“Perhaps a body of work isn't necessary for a short story writer. If you do one story that survives in an anthology, that's enough.”William Maxwell,
It was Dad's step-father, John O'Hara, who set up the meeting with the legendary William Maxwell. For 40 years Bill Maxwell edited fiction writing at
The New Yorker. He made other writers (Nabokov, O'Hara, Salinger etc.) better at the expense, perhaps, of his own fame. John Updike said Maxwell's writing voice was "one of the wisest and kindest in American fiction".
Dad had already written a few short stories but none of them were right for
The New Yorker. ( Nor were they right for
Gent or
Dude who sent him nothing but rejection slips.)
Maxwell said Dad had talent. He asked him what had happened in the past that really turned him around. It couldn't be anything in the last six months. But it must be something that made him so angry, so sad , so happy, so embarrassed or humiliated.
Dad said getting kicked out of school in Virginia for cheating.
And Maxwell said "Write it."
Dad wrote 17 typewritten pages. About 5,000 words.
Maxwell said "Not even God could have written that story in so few pages. Do it again, and this time put down everything you can remember about what happened".
And Dad did.
The next draft was 52 pages, about 16,000 words.
The New Yorker cut maybe 500 words and bought it. "So Much Unfairness of Things" was, at that time, one of the longest short stories to ever appear in Th
e New Yorker. In effect what Maxwell taught Dad was to write fat.
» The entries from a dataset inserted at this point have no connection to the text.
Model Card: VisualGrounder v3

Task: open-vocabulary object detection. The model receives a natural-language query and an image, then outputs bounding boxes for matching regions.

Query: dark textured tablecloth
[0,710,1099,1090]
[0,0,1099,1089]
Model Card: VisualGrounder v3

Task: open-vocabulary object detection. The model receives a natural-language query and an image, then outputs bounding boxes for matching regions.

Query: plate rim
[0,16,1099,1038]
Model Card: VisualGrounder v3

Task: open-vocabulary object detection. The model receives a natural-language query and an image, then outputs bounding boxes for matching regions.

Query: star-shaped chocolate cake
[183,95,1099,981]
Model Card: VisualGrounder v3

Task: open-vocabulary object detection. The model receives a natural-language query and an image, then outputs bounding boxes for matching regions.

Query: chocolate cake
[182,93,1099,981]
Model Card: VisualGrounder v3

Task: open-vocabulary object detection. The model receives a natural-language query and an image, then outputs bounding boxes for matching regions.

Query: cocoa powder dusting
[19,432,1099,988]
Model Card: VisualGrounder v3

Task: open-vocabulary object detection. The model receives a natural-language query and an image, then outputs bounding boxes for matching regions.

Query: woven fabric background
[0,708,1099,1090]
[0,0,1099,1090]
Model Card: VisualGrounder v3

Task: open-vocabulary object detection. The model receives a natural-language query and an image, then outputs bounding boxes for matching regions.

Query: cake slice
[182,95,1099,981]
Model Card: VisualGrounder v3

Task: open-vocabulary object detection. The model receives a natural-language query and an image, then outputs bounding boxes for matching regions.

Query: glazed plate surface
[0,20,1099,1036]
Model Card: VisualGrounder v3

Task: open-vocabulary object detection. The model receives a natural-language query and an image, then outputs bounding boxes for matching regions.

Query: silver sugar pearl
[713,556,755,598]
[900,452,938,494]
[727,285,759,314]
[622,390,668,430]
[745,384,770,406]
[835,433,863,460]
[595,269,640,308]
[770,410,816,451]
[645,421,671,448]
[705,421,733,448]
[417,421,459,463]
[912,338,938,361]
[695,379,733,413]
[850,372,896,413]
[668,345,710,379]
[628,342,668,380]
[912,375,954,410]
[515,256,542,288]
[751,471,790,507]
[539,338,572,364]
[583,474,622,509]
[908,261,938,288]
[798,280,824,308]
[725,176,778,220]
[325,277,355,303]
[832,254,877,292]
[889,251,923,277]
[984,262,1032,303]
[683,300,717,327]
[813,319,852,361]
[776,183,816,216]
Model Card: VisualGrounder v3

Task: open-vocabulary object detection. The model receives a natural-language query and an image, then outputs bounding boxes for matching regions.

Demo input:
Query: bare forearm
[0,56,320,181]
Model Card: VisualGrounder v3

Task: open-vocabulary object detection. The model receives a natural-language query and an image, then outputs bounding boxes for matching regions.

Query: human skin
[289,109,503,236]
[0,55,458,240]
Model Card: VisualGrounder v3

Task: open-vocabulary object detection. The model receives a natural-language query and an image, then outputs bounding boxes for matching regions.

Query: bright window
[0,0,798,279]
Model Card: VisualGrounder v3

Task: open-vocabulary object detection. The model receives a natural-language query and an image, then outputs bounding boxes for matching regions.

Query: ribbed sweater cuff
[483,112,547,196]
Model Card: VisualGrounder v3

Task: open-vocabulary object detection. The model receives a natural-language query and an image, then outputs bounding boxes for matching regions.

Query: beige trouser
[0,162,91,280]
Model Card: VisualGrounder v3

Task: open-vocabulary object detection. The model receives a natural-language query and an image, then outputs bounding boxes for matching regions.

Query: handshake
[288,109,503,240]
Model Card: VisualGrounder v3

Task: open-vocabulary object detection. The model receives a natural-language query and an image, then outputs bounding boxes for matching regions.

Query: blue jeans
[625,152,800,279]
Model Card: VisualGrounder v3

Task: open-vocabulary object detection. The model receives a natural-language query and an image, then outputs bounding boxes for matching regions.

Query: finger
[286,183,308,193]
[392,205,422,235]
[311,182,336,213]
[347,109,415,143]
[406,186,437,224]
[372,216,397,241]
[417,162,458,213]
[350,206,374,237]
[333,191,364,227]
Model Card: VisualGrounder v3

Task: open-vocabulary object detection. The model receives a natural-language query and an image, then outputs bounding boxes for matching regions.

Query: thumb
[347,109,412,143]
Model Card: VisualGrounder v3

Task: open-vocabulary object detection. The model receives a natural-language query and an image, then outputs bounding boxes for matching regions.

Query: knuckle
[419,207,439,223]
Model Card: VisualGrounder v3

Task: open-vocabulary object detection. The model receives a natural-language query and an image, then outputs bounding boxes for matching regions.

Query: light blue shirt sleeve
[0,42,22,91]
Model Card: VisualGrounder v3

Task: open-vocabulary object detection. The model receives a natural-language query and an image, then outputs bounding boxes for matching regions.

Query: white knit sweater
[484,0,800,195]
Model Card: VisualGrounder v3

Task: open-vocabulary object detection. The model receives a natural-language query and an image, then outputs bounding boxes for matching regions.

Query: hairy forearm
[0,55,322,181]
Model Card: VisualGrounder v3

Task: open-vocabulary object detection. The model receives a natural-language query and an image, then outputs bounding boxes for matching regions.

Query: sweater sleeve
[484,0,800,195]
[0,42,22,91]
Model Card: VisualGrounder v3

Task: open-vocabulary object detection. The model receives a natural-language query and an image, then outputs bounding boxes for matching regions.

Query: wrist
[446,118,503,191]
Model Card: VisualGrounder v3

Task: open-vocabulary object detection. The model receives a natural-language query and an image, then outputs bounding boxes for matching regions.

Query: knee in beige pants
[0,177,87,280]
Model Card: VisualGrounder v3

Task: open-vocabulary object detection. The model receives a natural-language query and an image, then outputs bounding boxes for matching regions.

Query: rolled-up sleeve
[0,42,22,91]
On his desk, Maxwell kept a framed quote from William Butler Yeats. Dad would frame the very same quote above his writing desk:
"Only that which does not teach, which does not cry out, which does not condescend, which does not explain, is irresistible."
Dad though the part about condescending was important.
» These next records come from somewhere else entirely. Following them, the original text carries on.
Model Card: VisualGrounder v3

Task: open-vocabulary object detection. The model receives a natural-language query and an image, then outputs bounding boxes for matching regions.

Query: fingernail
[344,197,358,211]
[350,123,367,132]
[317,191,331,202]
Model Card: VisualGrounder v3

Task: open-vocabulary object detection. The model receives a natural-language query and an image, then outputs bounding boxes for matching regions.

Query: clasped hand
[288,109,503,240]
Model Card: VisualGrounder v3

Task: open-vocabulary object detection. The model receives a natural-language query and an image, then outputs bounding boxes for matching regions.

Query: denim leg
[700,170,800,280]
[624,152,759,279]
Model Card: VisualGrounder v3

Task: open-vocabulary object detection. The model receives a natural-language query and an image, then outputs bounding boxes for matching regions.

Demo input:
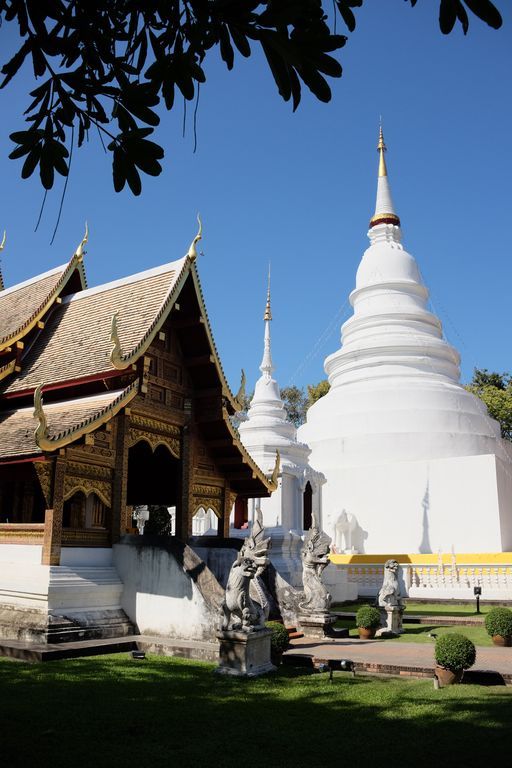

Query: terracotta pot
[357,627,377,640]
[435,667,464,688]
[492,635,512,648]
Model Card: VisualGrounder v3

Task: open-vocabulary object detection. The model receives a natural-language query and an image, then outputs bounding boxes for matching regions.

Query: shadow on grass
[0,656,512,768]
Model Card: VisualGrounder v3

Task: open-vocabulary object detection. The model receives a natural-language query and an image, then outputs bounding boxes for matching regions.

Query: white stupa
[298,130,512,553]
[232,274,325,586]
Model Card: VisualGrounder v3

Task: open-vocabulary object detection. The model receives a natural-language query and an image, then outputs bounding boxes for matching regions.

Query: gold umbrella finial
[377,125,388,181]
[263,262,272,320]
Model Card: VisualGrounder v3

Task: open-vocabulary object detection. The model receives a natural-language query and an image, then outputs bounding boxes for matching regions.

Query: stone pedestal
[215,629,276,677]
[298,613,336,640]
[375,606,404,637]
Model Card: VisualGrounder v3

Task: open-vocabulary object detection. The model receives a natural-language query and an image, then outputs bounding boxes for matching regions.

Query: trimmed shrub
[265,621,290,653]
[356,605,380,629]
[485,608,512,637]
[435,632,476,672]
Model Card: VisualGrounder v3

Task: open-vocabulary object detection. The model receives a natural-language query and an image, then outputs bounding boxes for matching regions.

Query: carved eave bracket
[34,381,139,451]
[129,414,181,459]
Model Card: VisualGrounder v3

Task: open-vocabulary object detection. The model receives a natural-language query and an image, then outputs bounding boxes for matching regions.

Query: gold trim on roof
[0,358,16,381]
[34,381,139,451]
[110,257,191,371]
[222,408,280,493]
[0,229,7,291]
[0,241,87,352]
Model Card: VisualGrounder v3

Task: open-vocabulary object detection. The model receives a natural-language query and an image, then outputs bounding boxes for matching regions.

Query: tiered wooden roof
[0,236,274,496]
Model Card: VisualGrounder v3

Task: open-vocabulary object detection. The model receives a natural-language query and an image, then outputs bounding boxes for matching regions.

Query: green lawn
[332,600,494,616]
[0,654,512,768]
[335,619,492,646]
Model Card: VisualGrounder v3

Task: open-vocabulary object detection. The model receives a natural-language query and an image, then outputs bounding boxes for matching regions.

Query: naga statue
[377,560,403,610]
[299,515,332,614]
[221,510,270,632]
[377,559,405,637]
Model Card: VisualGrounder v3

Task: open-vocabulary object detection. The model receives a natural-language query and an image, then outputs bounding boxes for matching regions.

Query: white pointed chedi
[298,131,512,553]
[233,279,324,586]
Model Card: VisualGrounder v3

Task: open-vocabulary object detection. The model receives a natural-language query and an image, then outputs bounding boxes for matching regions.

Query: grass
[335,619,493,647]
[332,600,494,617]
[0,654,512,768]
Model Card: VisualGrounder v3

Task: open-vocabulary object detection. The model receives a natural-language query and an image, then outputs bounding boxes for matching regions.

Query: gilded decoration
[63,461,112,507]
[192,485,223,498]
[130,414,181,459]
[34,461,53,508]
[193,495,222,517]
[192,484,224,517]
[34,381,139,451]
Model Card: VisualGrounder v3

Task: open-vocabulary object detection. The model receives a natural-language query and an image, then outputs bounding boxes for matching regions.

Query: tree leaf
[464,0,503,29]
[21,145,41,179]
[439,0,457,35]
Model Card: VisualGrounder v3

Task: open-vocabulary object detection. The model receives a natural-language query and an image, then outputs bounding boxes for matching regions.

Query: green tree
[466,368,512,440]
[281,385,308,427]
[308,379,331,408]
[0,0,502,195]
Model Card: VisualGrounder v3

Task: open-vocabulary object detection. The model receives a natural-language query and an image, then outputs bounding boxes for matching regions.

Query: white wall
[0,544,43,565]
[114,544,220,640]
[60,547,112,567]
[323,455,506,554]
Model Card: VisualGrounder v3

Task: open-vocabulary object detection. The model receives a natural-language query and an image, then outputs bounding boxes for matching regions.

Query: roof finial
[263,261,272,320]
[75,222,89,261]
[377,123,388,176]
[0,229,7,291]
[187,214,203,261]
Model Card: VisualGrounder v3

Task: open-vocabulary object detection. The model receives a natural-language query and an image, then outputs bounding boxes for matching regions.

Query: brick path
[285,637,512,684]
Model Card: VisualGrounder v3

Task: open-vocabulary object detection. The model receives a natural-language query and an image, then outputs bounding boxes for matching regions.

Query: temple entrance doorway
[126,440,181,536]
[302,480,313,531]
[192,507,219,536]
[62,490,111,547]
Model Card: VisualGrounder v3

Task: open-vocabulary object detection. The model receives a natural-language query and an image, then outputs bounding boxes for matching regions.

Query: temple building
[298,130,512,564]
[0,224,275,640]
[232,274,325,586]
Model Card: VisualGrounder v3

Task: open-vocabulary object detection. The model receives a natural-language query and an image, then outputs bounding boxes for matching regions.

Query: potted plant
[356,605,380,640]
[435,632,476,687]
[265,621,290,667]
[485,608,512,646]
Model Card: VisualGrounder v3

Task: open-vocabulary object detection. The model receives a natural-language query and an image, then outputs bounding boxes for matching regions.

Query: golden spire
[0,230,7,291]
[187,214,203,261]
[75,222,89,261]
[263,263,272,320]
[377,125,388,176]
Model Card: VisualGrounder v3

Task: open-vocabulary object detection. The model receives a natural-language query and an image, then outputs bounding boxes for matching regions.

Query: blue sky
[0,0,512,390]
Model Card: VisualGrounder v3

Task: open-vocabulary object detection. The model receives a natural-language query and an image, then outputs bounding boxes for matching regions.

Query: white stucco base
[114,544,222,640]
[316,450,512,554]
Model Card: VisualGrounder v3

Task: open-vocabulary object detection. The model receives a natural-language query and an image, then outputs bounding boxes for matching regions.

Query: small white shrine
[231,276,325,586]
[298,130,512,560]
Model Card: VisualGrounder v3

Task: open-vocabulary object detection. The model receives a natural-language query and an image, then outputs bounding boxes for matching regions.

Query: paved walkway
[285,637,512,684]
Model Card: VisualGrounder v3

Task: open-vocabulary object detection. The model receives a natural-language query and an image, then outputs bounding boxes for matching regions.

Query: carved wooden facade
[0,246,272,564]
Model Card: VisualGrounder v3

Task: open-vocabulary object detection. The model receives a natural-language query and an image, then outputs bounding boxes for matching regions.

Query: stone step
[286,627,304,640]
[0,635,219,662]
[333,611,485,627]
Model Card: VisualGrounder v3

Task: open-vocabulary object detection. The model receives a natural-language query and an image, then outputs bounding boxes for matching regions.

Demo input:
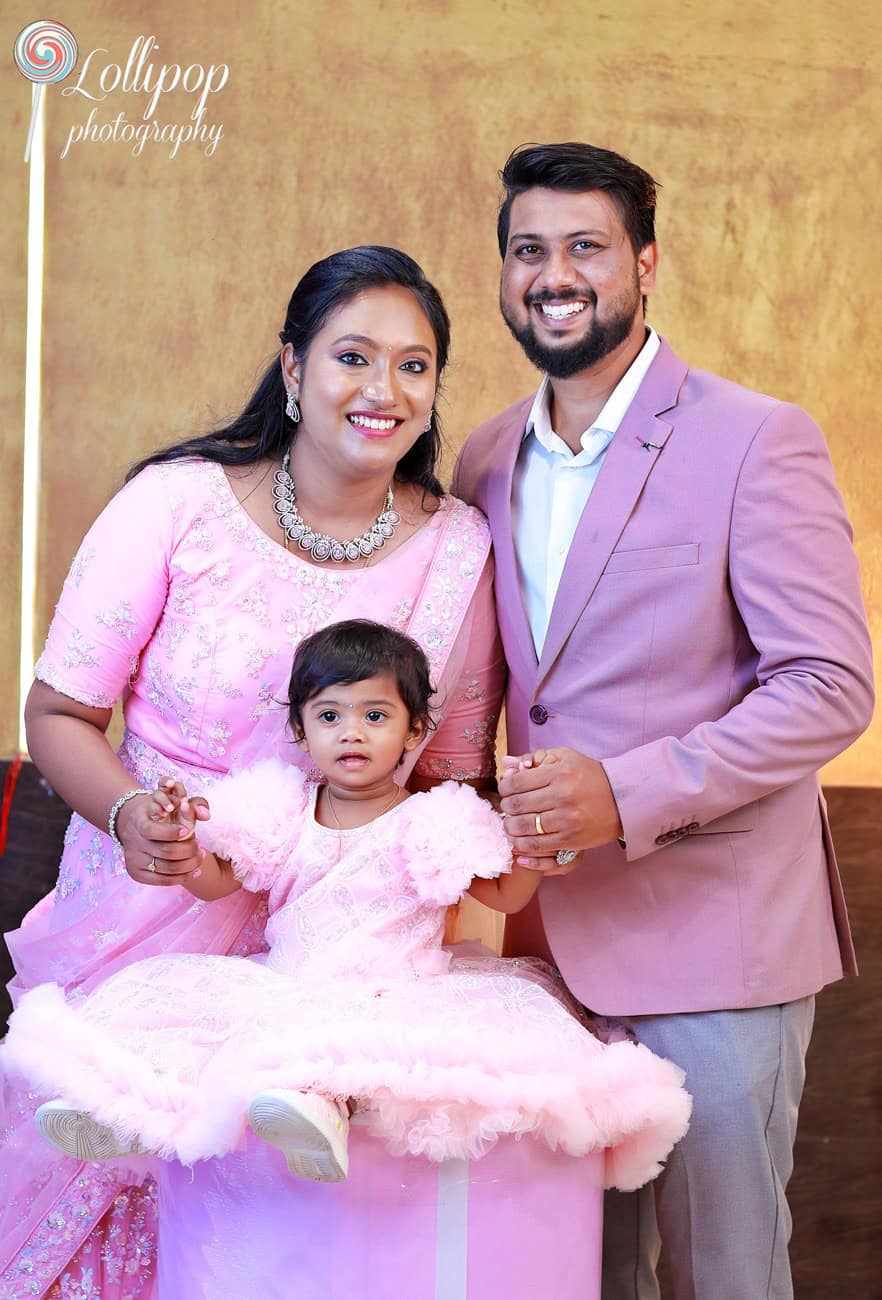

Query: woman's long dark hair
[126,244,450,497]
As he told a writing class at St. Paul's School, where my step brother Derek went, "Too often the young writer adopts a sneering tone toward his characters. He patronizes them, he is condescending.He writes about the 'typical' prep school kid, the LL Bean costume, the Patagonia jacket, etc. Cut it out! Instead of impressing the reader with how perceptive you are, you make him loathe you on the spot."